Does it matter that Campbell, in his enthusiasm for his beloved loch and the monster he had done so much to make famous, may have been guilty of the fault, known to many a journalist, of not letting the facts spoil a good story? It may do, for Campbell’s first accounts conditioned visitors to the loch to expect to find evidence of a monster there. Commander Rupert Gould, a noted writer and broadcaster on mysterious phenomena and one of the original investigators of the monster reports in 1933, saw the danger: ‘It is quite true that if you are eagerly on the look-out for something and expect to see it, you are very likely to be misled by anything bearing even a faint resemblance to the thing which you expect to see.’

So how do Binns and Bell interpret the hundreds of monster sightings? Since they believe that no single theory can explain them all, they offer quite a variety, among them swimming deer (‘horned monsters’), otters (at least two of the rare sightings on land turn out to contain, they say, ‘only a marginally exaggerated description of an otter’), floating tar barrels (left over from road improvements), tree trunks (‘single-humped monsters’), and wakes of the many boats that criss-cross the loch. Other sightings they ascribe to mirages.

Alex Campbell was far from being the only person to have seen them: the authoritative six-volume Bathymetrical Survey of the Scottish Fresh-Water Lochs, published in 1910, devotes a special section to mirages seen at Loch Ness. The authors of The Loch Ness Mystery Solved add that the summer of 1933 was particularly fine – ideal mirage conditions.

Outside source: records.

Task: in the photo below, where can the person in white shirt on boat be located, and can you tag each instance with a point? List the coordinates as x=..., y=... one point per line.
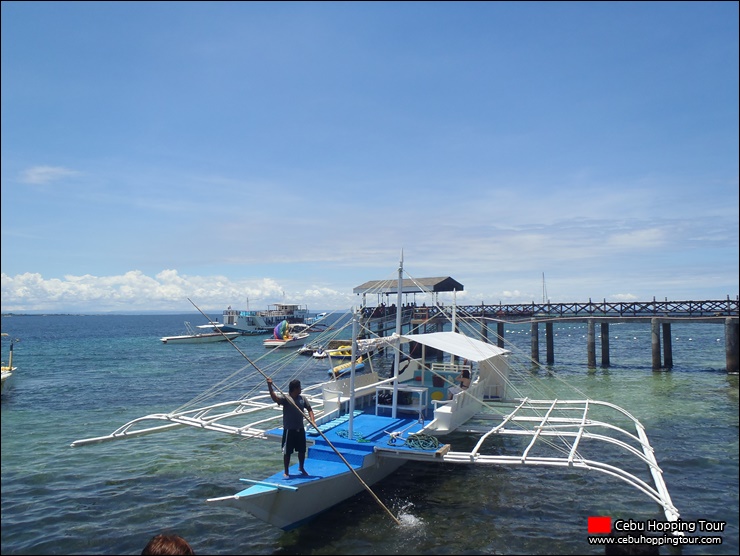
x=294, y=433
x=463, y=379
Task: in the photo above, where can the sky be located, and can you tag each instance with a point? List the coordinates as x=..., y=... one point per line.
x=246, y=154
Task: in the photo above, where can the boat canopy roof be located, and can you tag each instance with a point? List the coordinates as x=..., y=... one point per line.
x=457, y=344
x=420, y=285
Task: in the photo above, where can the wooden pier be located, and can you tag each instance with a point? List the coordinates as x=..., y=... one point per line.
x=659, y=314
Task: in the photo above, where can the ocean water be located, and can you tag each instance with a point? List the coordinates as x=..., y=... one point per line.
x=83, y=376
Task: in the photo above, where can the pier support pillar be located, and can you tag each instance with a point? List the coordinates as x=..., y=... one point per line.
x=667, y=346
x=535, y=342
x=605, y=344
x=591, y=343
x=732, y=345
x=655, y=343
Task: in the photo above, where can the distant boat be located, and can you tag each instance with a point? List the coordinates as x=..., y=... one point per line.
x=346, y=368
x=7, y=370
x=343, y=352
x=287, y=335
x=263, y=322
x=193, y=337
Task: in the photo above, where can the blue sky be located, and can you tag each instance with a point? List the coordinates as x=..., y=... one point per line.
x=267, y=152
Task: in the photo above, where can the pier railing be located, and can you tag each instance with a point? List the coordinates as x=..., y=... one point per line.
x=710, y=308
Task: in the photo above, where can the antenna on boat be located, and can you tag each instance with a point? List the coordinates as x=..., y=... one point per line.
x=397, y=357
x=349, y=466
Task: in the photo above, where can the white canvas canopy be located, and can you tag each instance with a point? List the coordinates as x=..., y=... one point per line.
x=457, y=344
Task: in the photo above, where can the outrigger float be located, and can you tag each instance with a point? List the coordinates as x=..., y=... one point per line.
x=367, y=426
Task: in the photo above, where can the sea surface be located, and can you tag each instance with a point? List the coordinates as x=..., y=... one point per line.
x=84, y=376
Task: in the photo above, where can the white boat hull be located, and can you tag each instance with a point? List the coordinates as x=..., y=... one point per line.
x=288, y=509
x=200, y=338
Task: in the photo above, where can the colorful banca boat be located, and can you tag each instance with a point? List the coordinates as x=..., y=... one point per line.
x=287, y=335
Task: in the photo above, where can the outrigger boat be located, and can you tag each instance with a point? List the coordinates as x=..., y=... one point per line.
x=368, y=425
x=194, y=337
x=287, y=335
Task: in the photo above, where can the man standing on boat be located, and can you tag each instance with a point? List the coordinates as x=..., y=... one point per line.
x=294, y=433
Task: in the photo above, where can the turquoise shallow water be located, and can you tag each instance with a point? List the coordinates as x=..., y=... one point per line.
x=82, y=376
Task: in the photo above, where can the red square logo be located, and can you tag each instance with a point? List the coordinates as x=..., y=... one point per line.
x=599, y=525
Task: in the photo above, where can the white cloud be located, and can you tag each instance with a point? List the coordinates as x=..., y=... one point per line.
x=40, y=175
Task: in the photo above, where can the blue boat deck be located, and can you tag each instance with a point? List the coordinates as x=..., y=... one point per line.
x=369, y=431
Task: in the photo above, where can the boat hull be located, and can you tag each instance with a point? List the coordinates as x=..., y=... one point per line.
x=200, y=338
x=326, y=487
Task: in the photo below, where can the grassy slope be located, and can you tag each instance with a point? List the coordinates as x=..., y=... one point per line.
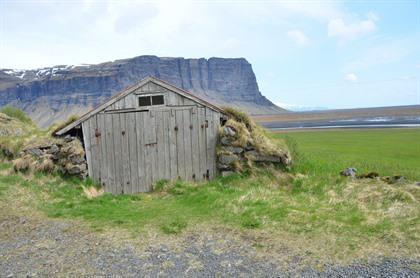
x=388, y=152
x=319, y=212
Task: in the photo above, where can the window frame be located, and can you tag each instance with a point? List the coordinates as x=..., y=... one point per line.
x=151, y=101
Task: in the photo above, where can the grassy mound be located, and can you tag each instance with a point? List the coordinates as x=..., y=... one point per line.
x=58, y=126
x=16, y=113
x=242, y=143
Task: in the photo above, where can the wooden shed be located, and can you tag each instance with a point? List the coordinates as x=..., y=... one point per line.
x=149, y=132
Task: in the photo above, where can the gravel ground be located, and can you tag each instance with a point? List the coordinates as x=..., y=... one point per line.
x=44, y=247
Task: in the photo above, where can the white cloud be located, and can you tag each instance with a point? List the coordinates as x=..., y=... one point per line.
x=298, y=37
x=351, y=77
x=347, y=31
x=383, y=52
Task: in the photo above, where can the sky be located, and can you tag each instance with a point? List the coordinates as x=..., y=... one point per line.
x=324, y=54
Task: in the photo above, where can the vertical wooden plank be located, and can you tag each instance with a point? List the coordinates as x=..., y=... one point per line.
x=109, y=131
x=140, y=131
x=166, y=142
x=125, y=157
x=95, y=150
x=194, y=144
x=153, y=149
x=117, y=153
x=210, y=142
x=160, y=147
x=187, y=143
x=147, y=155
x=202, y=140
x=179, y=122
x=100, y=118
x=172, y=137
x=216, y=125
x=88, y=149
x=132, y=151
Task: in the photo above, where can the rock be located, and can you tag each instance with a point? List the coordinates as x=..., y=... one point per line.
x=68, y=138
x=229, y=131
x=226, y=141
x=8, y=153
x=235, y=150
x=393, y=179
x=75, y=169
x=228, y=158
x=349, y=172
x=251, y=153
x=286, y=159
x=370, y=175
x=76, y=159
x=249, y=148
x=53, y=149
x=223, y=167
x=229, y=81
x=227, y=173
x=35, y=152
x=266, y=158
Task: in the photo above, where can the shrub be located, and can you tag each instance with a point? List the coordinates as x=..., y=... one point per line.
x=16, y=113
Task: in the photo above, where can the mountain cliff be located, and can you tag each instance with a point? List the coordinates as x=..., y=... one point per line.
x=52, y=94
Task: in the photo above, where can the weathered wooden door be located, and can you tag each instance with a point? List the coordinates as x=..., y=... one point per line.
x=129, y=152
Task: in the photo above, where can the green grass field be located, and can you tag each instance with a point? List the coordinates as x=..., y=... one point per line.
x=310, y=207
x=386, y=151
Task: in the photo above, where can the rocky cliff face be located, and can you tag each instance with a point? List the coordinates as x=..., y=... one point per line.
x=53, y=94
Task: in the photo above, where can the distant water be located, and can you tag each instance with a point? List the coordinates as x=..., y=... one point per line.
x=376, y=122
x=349, y=126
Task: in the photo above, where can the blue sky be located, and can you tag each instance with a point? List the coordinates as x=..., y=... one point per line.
x=334, y=54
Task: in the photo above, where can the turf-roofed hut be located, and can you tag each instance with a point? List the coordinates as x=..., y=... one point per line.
x=149, y=132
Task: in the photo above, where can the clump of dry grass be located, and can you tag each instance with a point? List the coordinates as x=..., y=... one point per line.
x=93, y=192
x=45, y=165
x=248, y=134
x=240, y=117
x=56, y=127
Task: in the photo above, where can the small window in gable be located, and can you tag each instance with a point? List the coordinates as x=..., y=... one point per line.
x=157, y=100
x=144, y=101
x=151, y=100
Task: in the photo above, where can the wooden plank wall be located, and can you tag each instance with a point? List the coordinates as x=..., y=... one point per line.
x=128, y=152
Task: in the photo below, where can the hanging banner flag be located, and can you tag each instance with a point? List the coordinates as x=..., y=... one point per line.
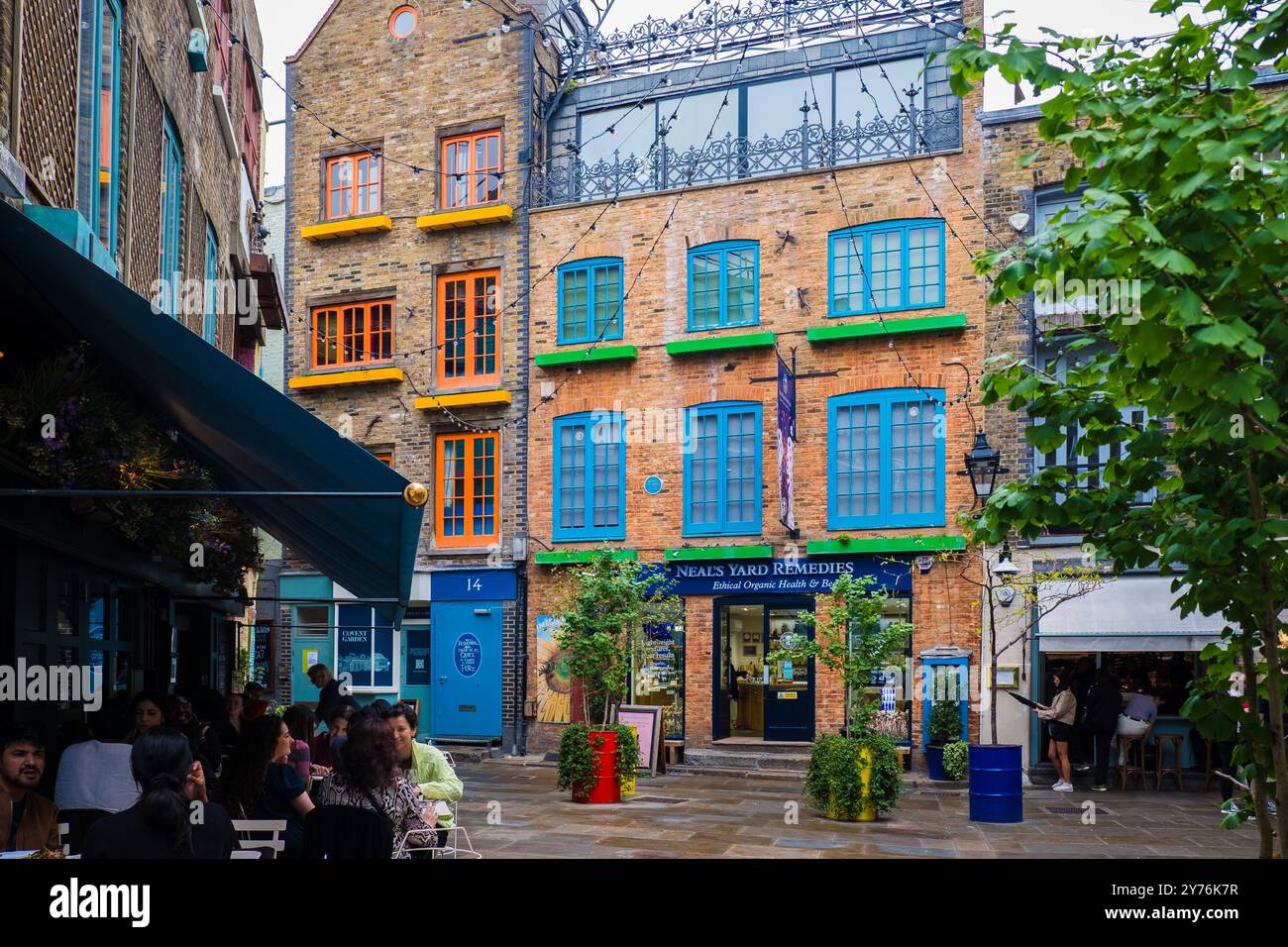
x=786, y=445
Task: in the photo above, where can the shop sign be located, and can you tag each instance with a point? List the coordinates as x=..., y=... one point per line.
x=802, y=577
x=468, y=652
x=472, y=585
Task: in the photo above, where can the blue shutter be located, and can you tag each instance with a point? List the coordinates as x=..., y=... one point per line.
x=589, y=472
x=885, y=459
x=722, y=474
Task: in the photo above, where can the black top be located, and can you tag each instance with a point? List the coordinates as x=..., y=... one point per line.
x=127, y=835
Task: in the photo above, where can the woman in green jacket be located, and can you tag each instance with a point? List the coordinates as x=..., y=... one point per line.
x=424, y=764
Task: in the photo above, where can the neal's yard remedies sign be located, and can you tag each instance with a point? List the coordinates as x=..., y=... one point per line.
x=785, y=577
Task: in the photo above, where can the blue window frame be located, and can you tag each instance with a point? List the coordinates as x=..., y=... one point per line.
x=724, y=285
x=590, y=476
x=590, y=299
x=885, y=266
x=99, y=119
x=210, y=322
x=721, y=470
x=885, y=463
x=171, y=210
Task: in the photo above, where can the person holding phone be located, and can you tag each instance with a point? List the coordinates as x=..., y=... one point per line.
x=1059, y=716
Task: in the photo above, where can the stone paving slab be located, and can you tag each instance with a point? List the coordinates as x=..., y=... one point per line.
x=722, y=815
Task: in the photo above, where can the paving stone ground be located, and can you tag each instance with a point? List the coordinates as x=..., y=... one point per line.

Binns and Bell were not the only investigators at work. In April 1984 perhaps the most formidable of them all, Steuart Campbell of Edinburgh, published an article in the British Journal of Photography to mark – in a devastatingly back-handed way – the fiftieth anniversary of the taking of one of the most famous of all Loch Ness monster photographs. Known as ‘the surgeon’s picture’, it had been snapped in April 1934 by a London gynaecologist called Robert Kenneth Wilson.